Abstract:Download fraud is a prevalent threat in mobile App markets, where fraudsters manipulate the number of downloads of Apps via various cheating approaches. Purchased fake downloads can mislead recommendation and search algorithms and further lead to bad user experience in App markets. In this paper, we investigate download fraud problem based on a company's App Market, which is one of the most popular Android App markets. We release a honeypot App on the App Market and purchase fake downloads from fraudster agents to track fraud activities in the wild.

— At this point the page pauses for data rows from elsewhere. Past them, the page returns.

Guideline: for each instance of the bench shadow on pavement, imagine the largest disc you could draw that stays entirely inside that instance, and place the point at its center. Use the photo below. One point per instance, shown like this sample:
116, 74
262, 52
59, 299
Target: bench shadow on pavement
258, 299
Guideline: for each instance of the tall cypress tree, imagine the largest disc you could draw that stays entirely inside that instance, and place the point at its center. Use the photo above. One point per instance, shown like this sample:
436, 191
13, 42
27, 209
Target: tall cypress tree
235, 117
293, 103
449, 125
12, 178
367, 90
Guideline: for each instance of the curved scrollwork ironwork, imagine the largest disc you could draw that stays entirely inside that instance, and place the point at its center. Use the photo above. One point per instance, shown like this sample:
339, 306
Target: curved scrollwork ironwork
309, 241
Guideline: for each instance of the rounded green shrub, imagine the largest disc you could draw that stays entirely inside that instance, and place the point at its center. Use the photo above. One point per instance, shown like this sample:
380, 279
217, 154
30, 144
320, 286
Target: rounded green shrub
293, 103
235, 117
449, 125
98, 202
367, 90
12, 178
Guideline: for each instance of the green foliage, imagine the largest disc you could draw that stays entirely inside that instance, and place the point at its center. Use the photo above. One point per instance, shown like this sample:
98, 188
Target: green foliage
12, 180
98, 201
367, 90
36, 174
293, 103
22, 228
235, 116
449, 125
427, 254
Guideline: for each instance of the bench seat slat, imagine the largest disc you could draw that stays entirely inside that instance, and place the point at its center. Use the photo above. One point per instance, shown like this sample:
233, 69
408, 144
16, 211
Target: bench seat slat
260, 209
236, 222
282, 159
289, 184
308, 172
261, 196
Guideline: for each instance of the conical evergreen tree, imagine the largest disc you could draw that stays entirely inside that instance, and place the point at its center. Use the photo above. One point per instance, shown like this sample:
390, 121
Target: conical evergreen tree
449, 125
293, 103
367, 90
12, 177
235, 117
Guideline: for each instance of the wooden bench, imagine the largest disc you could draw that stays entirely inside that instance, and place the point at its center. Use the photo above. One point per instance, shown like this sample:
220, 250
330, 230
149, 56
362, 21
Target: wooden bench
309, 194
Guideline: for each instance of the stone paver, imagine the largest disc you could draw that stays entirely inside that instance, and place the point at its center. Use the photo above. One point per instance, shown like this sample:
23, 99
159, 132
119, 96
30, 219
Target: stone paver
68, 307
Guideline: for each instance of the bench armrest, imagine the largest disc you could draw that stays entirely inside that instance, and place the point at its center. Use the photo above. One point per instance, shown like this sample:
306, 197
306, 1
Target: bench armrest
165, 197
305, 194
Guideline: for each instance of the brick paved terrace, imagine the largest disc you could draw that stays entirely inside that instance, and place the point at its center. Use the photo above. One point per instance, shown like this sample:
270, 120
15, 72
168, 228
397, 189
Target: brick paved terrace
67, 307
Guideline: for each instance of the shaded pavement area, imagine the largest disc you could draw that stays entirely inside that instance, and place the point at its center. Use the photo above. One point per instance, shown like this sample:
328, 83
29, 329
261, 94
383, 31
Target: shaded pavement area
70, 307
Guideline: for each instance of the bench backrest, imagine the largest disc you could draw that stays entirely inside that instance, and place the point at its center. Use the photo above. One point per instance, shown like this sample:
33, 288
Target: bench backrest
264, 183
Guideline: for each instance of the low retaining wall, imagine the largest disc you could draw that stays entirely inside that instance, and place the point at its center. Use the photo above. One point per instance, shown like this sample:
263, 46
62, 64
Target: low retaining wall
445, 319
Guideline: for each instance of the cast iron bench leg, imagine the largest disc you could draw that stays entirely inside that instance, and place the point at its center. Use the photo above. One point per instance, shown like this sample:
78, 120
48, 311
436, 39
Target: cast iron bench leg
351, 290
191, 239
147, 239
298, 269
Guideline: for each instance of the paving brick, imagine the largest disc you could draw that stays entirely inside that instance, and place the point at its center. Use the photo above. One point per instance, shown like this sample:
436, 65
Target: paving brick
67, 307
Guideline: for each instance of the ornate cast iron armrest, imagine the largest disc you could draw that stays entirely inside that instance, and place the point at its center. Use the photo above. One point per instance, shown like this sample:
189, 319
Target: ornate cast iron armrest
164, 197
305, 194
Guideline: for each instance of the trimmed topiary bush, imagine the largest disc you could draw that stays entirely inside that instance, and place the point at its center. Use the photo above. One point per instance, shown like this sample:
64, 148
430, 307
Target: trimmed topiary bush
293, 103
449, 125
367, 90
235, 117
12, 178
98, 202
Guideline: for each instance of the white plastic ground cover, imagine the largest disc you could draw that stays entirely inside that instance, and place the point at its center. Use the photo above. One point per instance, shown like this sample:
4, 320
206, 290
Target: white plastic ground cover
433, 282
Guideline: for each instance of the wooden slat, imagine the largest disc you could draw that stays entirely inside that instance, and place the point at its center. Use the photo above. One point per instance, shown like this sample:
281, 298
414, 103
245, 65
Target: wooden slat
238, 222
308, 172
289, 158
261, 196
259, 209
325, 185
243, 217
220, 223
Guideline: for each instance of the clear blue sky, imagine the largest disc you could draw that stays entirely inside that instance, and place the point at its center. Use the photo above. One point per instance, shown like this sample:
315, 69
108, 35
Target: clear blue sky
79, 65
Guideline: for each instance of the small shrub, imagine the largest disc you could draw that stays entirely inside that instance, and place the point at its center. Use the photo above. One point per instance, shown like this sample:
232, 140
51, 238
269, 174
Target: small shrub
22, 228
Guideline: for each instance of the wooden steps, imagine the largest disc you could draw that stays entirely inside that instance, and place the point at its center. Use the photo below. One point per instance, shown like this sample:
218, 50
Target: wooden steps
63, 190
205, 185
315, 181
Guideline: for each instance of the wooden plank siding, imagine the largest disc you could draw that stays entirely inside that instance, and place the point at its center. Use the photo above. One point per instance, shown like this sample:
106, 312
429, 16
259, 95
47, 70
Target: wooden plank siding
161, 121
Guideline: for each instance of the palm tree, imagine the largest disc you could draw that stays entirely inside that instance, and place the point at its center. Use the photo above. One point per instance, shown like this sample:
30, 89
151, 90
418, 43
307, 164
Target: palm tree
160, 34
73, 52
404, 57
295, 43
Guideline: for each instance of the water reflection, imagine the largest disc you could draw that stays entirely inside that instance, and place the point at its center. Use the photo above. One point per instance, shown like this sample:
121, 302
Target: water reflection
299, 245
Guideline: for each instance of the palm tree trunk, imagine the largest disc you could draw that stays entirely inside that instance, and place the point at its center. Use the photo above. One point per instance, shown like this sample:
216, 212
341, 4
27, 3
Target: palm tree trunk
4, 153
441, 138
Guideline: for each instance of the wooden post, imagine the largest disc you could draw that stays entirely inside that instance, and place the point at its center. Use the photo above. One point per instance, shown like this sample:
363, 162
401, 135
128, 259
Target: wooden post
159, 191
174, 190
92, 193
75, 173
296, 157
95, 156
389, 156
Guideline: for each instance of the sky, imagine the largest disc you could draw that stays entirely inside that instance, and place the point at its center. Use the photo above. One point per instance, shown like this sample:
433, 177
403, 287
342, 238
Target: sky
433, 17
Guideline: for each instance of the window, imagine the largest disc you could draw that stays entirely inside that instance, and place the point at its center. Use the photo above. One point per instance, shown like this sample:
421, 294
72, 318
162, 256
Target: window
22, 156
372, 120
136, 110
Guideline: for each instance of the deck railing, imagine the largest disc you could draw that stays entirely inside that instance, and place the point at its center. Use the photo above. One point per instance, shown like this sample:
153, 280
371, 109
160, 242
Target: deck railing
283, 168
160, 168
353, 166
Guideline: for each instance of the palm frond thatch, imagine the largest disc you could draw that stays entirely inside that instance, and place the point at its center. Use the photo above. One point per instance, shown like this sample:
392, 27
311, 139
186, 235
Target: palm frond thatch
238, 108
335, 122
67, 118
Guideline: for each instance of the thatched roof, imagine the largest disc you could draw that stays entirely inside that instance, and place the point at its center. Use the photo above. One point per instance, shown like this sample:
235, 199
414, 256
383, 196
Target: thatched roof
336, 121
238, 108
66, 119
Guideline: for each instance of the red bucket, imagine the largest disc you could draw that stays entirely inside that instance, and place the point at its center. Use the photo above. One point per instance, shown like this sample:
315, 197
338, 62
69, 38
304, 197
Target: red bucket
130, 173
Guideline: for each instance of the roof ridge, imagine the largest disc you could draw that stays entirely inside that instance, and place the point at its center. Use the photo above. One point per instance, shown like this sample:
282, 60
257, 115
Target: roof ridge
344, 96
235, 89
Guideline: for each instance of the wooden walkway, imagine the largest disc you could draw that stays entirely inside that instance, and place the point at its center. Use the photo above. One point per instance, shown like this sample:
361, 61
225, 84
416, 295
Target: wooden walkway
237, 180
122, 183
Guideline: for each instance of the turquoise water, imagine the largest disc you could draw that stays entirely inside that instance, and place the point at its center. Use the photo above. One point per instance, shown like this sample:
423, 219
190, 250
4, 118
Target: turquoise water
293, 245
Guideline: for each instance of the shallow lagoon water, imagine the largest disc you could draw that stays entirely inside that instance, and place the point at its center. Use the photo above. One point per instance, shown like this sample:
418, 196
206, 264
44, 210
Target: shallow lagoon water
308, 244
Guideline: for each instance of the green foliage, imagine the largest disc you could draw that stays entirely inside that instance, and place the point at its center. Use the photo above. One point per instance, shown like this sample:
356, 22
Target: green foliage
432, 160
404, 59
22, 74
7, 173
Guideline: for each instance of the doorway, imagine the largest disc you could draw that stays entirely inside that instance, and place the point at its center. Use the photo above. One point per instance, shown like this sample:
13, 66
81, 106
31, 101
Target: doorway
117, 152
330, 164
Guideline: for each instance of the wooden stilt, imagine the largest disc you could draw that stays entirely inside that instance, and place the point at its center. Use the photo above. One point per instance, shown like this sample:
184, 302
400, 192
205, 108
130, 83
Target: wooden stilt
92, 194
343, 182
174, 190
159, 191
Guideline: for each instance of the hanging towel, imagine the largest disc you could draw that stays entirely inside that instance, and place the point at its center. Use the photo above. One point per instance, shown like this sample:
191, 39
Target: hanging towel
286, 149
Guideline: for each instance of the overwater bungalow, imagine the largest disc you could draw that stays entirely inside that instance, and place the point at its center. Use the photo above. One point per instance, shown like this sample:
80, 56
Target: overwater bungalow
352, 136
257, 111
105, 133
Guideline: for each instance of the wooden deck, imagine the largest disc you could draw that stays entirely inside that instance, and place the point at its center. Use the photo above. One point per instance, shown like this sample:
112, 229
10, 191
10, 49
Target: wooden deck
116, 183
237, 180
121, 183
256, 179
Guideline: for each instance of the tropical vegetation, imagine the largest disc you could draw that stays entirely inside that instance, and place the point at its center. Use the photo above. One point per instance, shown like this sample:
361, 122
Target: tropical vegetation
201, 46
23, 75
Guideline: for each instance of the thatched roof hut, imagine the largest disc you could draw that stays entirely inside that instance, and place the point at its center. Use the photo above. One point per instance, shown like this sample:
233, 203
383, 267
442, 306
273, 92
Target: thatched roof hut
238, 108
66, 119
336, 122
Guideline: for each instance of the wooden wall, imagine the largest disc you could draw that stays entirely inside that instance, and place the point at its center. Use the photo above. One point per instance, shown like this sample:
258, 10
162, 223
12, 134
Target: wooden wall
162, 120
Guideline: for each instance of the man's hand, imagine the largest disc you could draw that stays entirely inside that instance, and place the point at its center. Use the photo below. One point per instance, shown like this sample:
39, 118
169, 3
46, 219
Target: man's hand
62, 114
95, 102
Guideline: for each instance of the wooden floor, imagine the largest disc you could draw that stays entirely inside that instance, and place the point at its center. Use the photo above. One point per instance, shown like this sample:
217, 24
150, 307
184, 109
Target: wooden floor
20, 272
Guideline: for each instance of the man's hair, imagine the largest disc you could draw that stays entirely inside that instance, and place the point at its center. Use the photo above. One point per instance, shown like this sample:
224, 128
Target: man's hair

Based on our interaction with the fraudsters, we categorize download fraud activities into three types according to their intentions: boosting front end downloads, optimizing App search ranking, and enhancing user acquisition&retention rate. For the download fraud aimed at optimizing App search ranking, we select, evaluate, and validate several features in identifying fake downloads based on billions of download data. To get a comprehensive understanding of download fraud, we further gather stances of App marketers, fraudster agencies, and market operators on download fraud. The followed analysis and suggestions shed light on the ways to mitigate download fraud in App markets and other social platforms. To the best of our knowledge, this is the first work that investigates the download fraud problem in mobile App markets.